Monday, October 1, 2012

From Steel to Flesh

Yesterday my husband Craig and his family participated in the Run for the Cure... in memory of Craig's much beloved Aunt Helen.  As I watched my mother in law cross the finish line holding hands with her daughters... my eyes welled up and tears fell...

They fell for the hurting people I saw when I looked around the park... they fell for the loss... for those who have friend, mother, sister, shaped holes in their hearts...

And yet in that sorrow there is some sweet.
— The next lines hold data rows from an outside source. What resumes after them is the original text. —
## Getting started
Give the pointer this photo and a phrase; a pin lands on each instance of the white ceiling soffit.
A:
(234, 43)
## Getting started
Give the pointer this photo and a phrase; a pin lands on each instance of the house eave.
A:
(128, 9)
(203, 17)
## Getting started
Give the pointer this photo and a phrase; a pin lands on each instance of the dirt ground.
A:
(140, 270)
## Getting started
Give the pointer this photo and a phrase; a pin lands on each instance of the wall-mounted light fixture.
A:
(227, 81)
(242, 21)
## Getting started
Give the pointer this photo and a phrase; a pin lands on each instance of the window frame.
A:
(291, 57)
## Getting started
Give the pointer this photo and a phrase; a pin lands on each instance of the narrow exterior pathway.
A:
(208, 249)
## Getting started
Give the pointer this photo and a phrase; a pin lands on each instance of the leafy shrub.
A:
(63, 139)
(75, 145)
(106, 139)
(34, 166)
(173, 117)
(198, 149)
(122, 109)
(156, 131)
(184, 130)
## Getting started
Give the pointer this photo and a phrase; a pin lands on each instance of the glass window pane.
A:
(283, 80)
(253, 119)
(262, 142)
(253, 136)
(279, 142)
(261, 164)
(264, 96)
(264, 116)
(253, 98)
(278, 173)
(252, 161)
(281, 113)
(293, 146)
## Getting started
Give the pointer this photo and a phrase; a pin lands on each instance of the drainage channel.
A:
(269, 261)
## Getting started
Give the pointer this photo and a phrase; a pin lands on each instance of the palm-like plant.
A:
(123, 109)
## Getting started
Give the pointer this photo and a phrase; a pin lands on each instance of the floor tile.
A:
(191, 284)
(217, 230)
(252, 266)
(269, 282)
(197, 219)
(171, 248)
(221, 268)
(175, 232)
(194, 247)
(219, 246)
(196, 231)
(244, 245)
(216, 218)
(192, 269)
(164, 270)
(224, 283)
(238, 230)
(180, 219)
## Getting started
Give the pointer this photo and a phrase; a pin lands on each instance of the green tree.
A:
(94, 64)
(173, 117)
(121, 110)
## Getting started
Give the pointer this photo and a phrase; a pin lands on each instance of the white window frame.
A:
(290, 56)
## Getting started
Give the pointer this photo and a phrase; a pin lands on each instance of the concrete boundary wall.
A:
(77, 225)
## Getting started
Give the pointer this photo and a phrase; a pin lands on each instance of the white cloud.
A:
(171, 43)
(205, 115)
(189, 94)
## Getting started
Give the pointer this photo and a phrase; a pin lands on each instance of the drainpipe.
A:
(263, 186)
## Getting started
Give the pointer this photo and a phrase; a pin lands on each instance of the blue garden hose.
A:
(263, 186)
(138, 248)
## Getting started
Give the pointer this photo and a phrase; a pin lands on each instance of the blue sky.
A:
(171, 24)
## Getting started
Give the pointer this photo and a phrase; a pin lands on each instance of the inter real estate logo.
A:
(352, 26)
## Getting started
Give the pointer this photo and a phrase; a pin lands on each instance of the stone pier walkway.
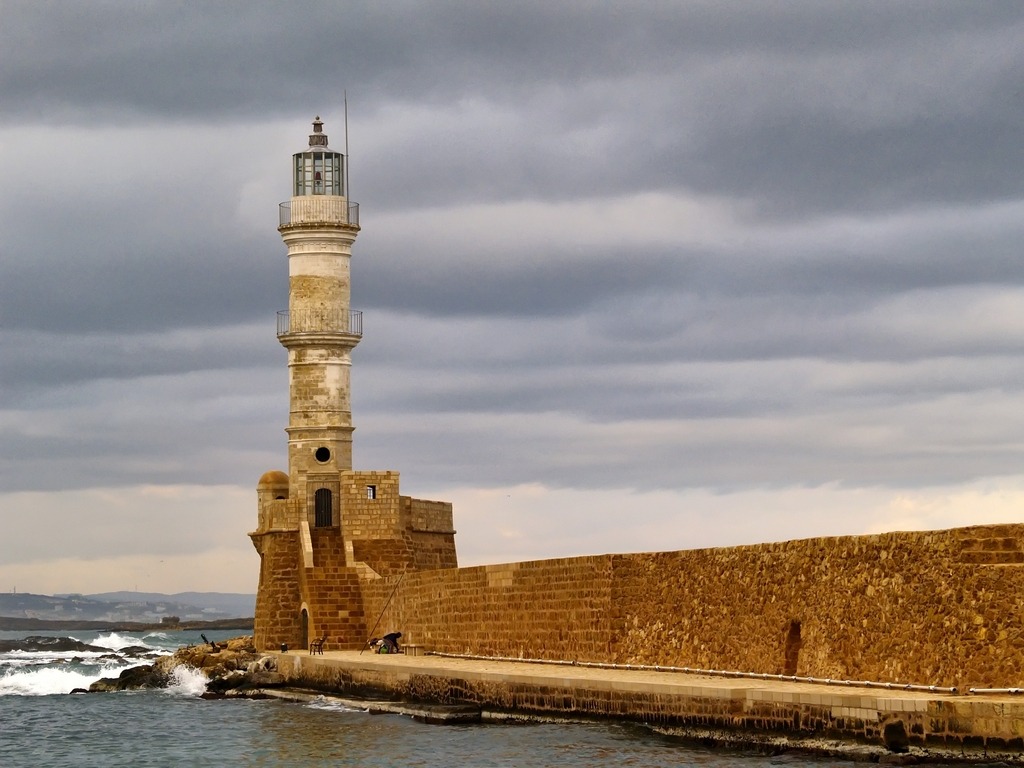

There was a time in my life... a few years after my own sister died (not from breast cancer, but from Cystic Fibrosis)... when I could not cry.  My heart didn't turn to steel right away... but little by little... until I "couldn't" be hurt any more... but compassion left as well and bitterness took it's place... for months... possibly a year I did not feel.

The thing about steel is that it's heavy... so heavy... and bearing that burden exhausted me... I called out to God is a weary whisper... "Let me cry."

An instant answer came... which is not always the case when I pray.

My mind was taken back to my first miscarriage... to grieving a baby I'd never met yet loved fiercely... It was rare for me to think about my first pregnancy... even more rare to cry over it... but I bawled and raged at the unfairness of it all...

My tears returned... and my heart was flesh again.